The main reason for this is that our image stack contains two neurons (the left and the right version) so half of our query
won’t have a match in any of the individual hemibrain neurons. We could have fixed that by subsetting the query to the approximate hemibrain bounding box. This is also a good idea for bilateral neurons that have parts of their arbour outside the hemibrain volume:
# Remove the left-hand-side neuron based on the position
# along the x-axis (this is just one of the possible approaches)
# This is the approximate LHS boundary of the volume
flybrains.JRCFIB2018Fraw.mesh.vertices[:, 0].max()

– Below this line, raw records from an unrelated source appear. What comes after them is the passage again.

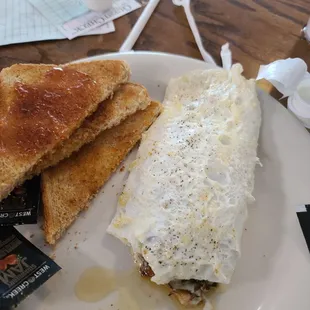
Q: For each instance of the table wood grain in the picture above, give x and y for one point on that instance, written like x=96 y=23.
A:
x=259 y=31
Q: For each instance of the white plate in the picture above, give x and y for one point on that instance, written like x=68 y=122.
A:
x=274 y=270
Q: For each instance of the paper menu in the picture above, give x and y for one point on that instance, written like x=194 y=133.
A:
x=21 y=22
x=60 y=11
x=72 y=18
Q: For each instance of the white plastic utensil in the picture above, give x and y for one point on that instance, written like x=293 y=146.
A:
x=139 y=26
x=186 y=5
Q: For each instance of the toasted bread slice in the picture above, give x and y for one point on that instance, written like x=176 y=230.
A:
x=127 y=99
x=68 y=187
x=41 y=105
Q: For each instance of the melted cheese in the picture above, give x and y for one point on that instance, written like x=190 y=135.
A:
x=187 y=194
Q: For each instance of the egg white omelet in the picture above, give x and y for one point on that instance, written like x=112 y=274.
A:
x=185 y=202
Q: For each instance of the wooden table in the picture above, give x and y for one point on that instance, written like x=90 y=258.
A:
x=259 y=31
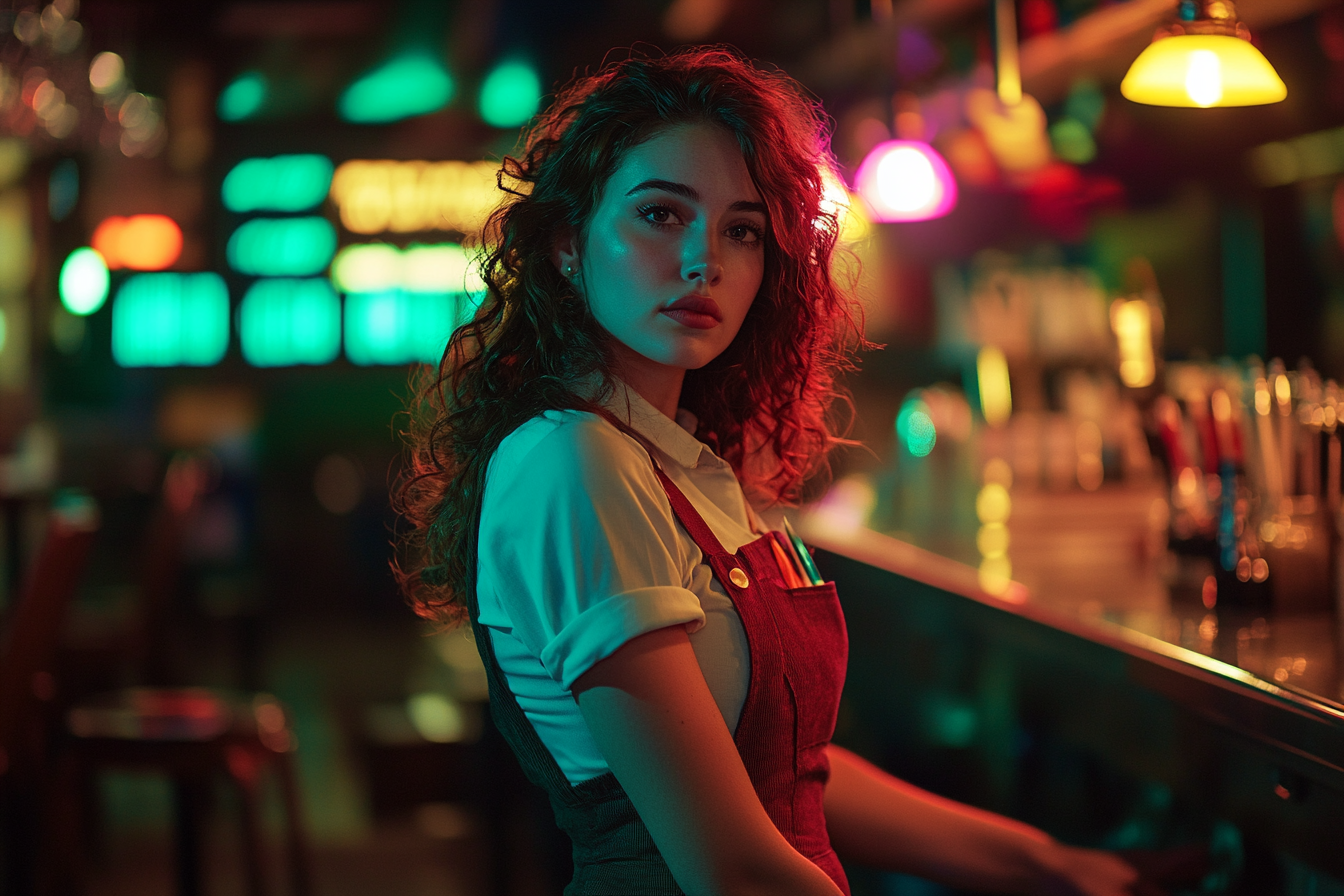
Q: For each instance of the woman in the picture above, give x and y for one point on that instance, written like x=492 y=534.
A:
x=659 y=343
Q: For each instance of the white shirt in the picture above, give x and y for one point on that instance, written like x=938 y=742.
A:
x=579 y=552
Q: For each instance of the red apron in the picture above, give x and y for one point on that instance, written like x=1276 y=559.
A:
x=799 y=653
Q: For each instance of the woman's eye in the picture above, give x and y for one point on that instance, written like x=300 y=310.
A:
x=746 y=233
x=660 y=215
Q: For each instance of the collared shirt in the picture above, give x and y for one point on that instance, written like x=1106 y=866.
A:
x=579 y=552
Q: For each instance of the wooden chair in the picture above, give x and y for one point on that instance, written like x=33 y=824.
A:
x=192 y=735
x=28 y=683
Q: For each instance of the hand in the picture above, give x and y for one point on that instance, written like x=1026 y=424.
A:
x=1086 y=872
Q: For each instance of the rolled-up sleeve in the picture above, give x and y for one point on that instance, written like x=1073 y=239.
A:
x=578 y=550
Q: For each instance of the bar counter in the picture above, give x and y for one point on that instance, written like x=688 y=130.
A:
x=1100 y=661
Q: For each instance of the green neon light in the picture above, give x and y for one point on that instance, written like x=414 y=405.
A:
x=243 y=97
x=376 y=267
x=409 y=85
x=84 y=281
x=510 y=94
x=170 y=320
x=289 y=321
x=915 y=429
x=401 y=328
x=282 y=246
x=282 y=183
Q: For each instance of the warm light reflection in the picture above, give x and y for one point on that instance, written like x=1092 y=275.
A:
x=406 y=196
x=372 y=267
x=140 y=242
x=1204 y=78
x=1202 y=70
x=84 y=281
x=995 y=391
x=1132 y=323
x=906 y=180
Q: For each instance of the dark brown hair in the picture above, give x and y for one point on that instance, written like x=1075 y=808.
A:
x=764 y=405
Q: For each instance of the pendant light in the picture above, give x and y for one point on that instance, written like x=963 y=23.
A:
x=903 y=179
x=1203 y=59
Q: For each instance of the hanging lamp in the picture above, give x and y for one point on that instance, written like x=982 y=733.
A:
x=1203 y=59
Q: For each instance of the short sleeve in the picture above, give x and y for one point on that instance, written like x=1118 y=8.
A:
x=578 y=550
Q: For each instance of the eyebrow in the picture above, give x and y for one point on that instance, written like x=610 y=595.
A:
x=690 y=192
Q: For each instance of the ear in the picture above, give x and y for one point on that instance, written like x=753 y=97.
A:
x=565 y=254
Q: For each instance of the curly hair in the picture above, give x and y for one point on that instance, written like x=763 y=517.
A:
x=765 y=403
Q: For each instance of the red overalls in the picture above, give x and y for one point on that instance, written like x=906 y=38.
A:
x=799 y=652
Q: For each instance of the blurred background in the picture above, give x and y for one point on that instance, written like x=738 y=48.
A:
x=230 y=230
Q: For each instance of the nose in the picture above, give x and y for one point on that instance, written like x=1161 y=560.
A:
x=700 y=263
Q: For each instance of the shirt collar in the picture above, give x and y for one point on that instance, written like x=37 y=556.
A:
x=671 y=437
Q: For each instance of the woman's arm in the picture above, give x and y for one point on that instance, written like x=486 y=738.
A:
x=656 y=723
x=885 y=822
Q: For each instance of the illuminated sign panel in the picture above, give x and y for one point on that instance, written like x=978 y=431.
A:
x=170 y=320
x=282 y=183
x=407 y=196
x=282 y=246
x=398 y=327
x=140 y=242
x=375 y=267
x=289 y=321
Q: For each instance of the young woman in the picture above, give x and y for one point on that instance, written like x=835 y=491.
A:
x=659 y=344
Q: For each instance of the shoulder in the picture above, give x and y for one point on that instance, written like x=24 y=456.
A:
x=570 y=450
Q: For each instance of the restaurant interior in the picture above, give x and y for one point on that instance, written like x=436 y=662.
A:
x=1087 y=540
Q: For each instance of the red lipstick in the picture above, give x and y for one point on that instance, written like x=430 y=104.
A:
x=696 y=312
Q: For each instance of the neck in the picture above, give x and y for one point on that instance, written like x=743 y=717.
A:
x=659 y=384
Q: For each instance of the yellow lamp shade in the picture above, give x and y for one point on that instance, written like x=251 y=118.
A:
x=1202 y=70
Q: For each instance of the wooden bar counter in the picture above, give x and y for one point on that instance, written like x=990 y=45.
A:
x=1097 y=695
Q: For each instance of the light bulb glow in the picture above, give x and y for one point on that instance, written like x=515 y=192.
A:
x=1200 y=70
x=84 y=281
x=906 y=180
x=1204 y=78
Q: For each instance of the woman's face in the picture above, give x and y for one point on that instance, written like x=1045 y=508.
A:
x=675 y=251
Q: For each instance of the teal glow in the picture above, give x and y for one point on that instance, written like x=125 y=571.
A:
x=397 y=327
x=84 y=281
x=243 y=97
x=914 y=427
x=1071 y=141
x=510 y=94
x=289 y=321
x=282 y=183
x=405 y=86
x=63 y=188
x=170 y=320
x=282 y=246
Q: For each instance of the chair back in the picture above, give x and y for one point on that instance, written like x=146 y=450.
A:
x=32 y=638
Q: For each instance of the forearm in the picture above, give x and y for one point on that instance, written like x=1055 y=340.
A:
x=882 y=821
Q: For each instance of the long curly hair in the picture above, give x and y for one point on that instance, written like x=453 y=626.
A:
x=766 y=403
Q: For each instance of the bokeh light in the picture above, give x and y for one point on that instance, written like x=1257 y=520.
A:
x=398 y=327
x=140 y=242
x=282 y=246
x=409 y=85
x=915 y=429
x=906 y=180
x=243 y=97
x=282 y=183
x=106 y=73
x=510 y=94
x=170 y=320
x=84 y=281
x=289 y=321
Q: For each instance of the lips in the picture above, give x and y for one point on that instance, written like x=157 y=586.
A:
x=696 y=312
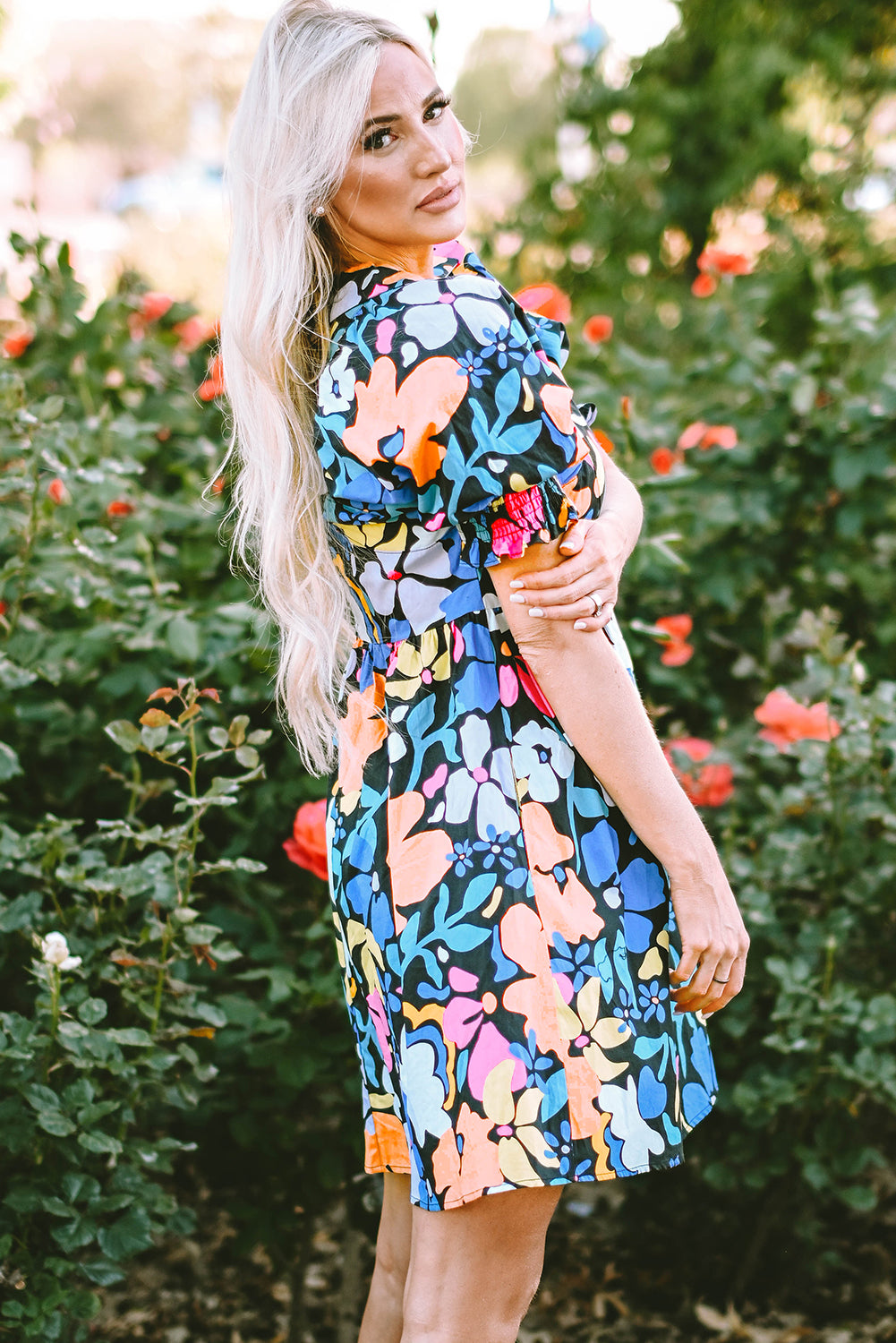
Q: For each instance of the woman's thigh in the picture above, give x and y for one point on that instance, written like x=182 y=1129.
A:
x=474 y=1270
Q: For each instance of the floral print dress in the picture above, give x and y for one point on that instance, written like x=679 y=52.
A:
x=506 y=937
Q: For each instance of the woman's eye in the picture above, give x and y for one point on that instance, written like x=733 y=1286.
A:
x=378 y=139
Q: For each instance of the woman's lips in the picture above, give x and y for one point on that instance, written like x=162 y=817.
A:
x=445 y=201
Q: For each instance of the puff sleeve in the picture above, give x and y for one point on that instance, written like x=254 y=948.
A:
x=443 y=399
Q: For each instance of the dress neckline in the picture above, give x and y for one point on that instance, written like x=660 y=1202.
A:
x=448 y=260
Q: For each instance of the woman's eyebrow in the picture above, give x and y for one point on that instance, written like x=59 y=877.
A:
x=397 y=115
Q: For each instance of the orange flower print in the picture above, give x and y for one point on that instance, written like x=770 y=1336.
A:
x=547 y=300
x=308 y=846
x=598 y=328
x=678 y=650
x=421 y=407
x=704 y=287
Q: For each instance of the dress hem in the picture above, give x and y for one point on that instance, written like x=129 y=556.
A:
x=667 y=1163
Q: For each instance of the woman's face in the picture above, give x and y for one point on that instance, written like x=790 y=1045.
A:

TrackedArray(34499.97265625)
query_ss = navis.subset_neuron(query_xf, query_xf.points[:, 0] <= 35_000)
query_ss
type | navis.Dotprops |
---|---|
name | VFB_001013cg |
k | 20 |
units | 9.999999999999998 nanometer |
n_points | 5093 |
Using query_ss
should yield much improved scores.
Another potential pitfall is the generation of dotprops from the image itself: if you compare the image- against the skeleton-derived dotprops, you might notice that the latter have fewer and less dense points. That’s a natural consequence the image containing multiple individuals of the same cell type but we could have tried to ameliorate this by some pre-processing (e.g. downsampling or thinning the image).